Methodology Score: 3/5
Usefulness Score: 2.5/5 
Chamberlain JM, et al; Pediatric Emergency Care Applied Research Network (PECARN).
JAMA.2014 Apr 23-30;311(16):1652-60. doi: 10.1001/jama.2014.2625.
Full Article
This double-blind, multi-center, superiority RCT (N=273) found that first-line treatment of pediatric status epilepticus with Lorazepam IV was not superior to Diazepam IV in seizure cessation (72.9% vs 72.1%) or need for ventilation (17.6% vs 16.0%); Lorazepam was more sedating (66.9% vs 50.0%). The JC group agreed that despite this likely being the best treatment study looking at pediatric status epilepticus, the post-hoc exclusions and the large number of protocol violations undermined its robustness. 

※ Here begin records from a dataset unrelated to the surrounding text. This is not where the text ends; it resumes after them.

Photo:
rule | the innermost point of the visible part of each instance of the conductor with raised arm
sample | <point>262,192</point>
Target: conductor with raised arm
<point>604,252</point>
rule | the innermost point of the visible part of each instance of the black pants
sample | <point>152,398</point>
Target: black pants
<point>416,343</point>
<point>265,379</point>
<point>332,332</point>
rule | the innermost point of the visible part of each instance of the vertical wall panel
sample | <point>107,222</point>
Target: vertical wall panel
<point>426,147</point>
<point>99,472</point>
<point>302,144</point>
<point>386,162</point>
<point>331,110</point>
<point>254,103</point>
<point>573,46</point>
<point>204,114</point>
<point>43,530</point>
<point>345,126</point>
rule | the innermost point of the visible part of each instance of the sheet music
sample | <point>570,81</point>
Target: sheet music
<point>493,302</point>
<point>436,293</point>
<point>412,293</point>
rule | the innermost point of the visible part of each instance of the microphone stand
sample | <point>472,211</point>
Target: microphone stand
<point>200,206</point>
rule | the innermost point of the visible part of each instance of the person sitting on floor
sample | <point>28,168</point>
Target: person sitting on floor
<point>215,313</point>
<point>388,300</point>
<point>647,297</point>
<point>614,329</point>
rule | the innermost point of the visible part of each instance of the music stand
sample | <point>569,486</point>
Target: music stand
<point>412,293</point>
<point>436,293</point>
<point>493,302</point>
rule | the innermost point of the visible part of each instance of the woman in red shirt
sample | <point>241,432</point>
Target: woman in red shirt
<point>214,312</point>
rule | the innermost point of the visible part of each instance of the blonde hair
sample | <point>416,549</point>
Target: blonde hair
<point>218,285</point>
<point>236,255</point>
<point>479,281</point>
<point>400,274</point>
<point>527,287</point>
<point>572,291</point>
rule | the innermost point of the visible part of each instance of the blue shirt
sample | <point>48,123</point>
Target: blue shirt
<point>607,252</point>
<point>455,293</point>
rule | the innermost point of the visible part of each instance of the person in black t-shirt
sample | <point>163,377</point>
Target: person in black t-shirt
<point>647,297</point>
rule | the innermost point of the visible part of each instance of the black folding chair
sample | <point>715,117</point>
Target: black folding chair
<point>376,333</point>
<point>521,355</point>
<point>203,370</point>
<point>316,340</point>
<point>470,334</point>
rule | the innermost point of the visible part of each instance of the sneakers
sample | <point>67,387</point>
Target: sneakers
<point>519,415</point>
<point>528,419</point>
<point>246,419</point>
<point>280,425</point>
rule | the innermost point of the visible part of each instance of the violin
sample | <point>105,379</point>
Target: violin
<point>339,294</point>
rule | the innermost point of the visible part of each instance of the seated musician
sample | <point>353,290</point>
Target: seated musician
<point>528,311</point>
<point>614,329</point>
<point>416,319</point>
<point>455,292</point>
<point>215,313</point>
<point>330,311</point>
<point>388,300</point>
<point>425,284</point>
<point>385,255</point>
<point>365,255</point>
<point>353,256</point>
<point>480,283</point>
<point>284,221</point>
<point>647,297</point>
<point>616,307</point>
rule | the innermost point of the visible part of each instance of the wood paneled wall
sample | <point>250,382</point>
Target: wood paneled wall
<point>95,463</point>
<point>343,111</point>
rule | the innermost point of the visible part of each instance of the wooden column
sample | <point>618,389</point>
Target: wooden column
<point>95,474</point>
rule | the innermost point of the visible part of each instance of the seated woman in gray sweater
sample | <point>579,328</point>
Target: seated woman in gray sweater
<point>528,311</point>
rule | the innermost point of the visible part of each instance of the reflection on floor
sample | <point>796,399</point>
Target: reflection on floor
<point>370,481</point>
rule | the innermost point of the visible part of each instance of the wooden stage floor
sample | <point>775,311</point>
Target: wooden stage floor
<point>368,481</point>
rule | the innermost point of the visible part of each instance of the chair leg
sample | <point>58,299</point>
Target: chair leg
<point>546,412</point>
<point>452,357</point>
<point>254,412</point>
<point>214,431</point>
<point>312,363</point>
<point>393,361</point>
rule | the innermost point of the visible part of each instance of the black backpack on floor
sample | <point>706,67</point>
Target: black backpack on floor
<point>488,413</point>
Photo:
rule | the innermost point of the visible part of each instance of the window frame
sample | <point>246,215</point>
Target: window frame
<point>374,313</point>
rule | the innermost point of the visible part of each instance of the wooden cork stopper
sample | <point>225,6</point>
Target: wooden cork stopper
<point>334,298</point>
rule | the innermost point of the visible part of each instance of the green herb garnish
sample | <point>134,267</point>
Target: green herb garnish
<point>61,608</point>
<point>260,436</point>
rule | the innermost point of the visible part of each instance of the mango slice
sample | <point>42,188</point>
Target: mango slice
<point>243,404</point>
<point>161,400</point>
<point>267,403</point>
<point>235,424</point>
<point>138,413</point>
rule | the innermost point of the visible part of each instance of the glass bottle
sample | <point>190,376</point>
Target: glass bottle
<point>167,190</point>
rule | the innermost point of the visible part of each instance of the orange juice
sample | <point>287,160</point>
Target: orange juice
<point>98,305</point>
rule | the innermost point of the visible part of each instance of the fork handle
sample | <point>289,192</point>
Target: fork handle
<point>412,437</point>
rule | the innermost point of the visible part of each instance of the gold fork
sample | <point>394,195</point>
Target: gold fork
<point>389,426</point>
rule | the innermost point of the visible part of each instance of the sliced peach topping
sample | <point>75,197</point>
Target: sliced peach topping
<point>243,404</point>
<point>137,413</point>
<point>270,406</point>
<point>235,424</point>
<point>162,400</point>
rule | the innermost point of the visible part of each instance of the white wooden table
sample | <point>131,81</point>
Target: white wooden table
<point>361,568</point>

By: Jean-Christophe Ghazal
(Presented May 2014)
Epi Lesson:  Post-Randomization Exclusions
It is widely accepted that the primary analysis of data in a randomized clinical trial should compare patients according to the group to which they were randomly allocated, regardless of patients’ compliance, crossover to other treatments, or withdrawal from the study. Such an analysis is referred to as an intention to treat or an “as randomized” analysis. Exclusions, however, may be acceptable when patients are inappropriately randomized into a clinical trial or when pre-randomization information on patients’ eligibility status is not available at the time of randomization. Such an approach is known as “modified intention-to-treat” analysis and is most likely to be seen in RCTs of critical situations, e.g. cardiac arrest.